B-W Lee et. al., in a paper entitled “Reducing Gray-Level Response to One Frame: Dynamic Capacitance Compensation,” SID '01, and B-W Lee et al., “LCDs: How fast is enough?” SID '01, pp1106-1109, subjectively tested motion artifacts and showed that: (1) even 0-response time LCDs can still have certain motion blur due to the hold-type display scheme; (2) when the response time of LCDs is reduced by less than half a frame, the quality of moving objects is almost as good as that of 0-response time LCDs. Specifically, “since the fastest change in today's video sources is 1/30 sec, the LCD's response needs to be within 1/60 sec.”; (3) variation of operational temperature of LCD cells affects overdrive. “Since switching speed and dynamic capacitance change as a function of temperature, a set of compensation values measured at a certain temperature will yield different results at other temperatures.”; and (4) over-compensated overshoot is similar to the edge enhancement technique. Accordingly, inaccurate overdrive voltages are not terribly accurate, due to many factors, such as the temperature.

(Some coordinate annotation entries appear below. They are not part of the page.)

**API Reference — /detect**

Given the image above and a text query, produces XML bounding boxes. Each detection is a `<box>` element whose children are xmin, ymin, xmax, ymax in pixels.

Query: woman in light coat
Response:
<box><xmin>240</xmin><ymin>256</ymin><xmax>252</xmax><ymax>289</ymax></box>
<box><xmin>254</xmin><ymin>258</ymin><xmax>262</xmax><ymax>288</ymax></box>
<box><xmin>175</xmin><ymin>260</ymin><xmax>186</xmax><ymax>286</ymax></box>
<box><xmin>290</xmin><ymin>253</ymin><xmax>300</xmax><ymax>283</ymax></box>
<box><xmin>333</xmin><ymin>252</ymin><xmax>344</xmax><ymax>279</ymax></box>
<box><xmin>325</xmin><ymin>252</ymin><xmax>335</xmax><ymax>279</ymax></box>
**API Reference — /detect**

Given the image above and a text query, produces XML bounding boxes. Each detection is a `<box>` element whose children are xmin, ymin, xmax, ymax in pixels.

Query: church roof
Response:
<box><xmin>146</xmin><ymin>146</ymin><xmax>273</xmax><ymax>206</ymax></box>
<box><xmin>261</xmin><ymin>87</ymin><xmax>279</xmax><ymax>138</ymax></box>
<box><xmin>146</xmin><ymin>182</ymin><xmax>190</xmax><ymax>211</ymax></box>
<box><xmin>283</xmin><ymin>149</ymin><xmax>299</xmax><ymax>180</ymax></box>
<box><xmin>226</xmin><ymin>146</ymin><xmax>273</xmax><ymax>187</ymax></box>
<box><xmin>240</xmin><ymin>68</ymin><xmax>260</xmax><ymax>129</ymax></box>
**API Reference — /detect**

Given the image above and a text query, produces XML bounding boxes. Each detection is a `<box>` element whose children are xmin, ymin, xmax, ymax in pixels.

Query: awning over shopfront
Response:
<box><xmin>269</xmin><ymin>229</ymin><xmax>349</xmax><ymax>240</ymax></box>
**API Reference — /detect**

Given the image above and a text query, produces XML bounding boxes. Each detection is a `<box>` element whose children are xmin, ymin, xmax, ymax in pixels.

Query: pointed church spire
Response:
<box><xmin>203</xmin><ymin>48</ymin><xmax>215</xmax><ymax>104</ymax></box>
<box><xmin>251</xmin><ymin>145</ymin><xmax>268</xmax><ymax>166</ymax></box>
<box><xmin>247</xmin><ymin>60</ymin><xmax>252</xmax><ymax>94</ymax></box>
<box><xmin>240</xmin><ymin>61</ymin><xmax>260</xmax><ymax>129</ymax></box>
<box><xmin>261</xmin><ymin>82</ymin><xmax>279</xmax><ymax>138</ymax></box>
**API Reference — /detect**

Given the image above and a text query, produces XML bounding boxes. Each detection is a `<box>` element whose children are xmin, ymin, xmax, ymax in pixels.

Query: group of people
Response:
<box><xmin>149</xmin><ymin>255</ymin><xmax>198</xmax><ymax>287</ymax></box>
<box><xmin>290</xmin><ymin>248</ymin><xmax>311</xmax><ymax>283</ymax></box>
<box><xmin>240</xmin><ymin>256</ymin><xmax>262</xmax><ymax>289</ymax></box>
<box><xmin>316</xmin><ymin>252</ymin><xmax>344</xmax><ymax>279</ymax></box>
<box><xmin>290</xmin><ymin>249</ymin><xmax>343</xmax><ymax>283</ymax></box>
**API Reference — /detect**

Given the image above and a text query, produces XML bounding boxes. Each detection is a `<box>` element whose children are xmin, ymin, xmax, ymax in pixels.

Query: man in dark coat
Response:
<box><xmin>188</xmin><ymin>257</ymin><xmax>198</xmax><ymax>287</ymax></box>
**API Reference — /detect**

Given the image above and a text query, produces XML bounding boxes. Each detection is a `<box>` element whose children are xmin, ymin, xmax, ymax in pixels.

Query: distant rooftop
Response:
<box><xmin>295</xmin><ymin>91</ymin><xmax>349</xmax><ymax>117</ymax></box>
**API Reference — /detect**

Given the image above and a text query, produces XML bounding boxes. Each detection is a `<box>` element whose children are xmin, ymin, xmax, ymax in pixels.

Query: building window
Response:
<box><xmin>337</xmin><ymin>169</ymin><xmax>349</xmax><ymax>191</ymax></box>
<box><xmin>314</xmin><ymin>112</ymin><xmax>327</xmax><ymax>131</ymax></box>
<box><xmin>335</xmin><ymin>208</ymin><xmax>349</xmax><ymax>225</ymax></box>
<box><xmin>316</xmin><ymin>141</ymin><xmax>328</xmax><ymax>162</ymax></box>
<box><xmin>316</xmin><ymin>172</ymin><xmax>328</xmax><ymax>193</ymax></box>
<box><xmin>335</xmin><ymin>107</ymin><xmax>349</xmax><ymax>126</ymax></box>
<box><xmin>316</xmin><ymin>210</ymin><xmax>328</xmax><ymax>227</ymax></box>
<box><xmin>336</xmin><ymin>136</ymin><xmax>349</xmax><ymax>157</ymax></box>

JP 64-10299 disclose a LCD control circuit that compares the input data with the data written in the frame memory from the previous frame. Only in the event that the input data is larger than the stored data is corrective data determined. The corrective data is applied to the LCD control circuit to provide overdrive. JP 64-10299 specifically teach that in the event that the input data is smaller than the stored data, then the corrective data is not determined, but rather, the input data is provided directly to the LCD control circuit. The corrective data or the input data, depending on the comparison is provided to the frame memory. The JP 64-10299 reference tends to exhibit uneven edges in the image, a higher than expected contrast in different regions of the display, a lower than expected contrast in other regions of the display, a higher than expected increase in sharpness in some regions of the display, a lower than expected decrease in sharpness in other regions of the display, and a blurring of other portions of the display.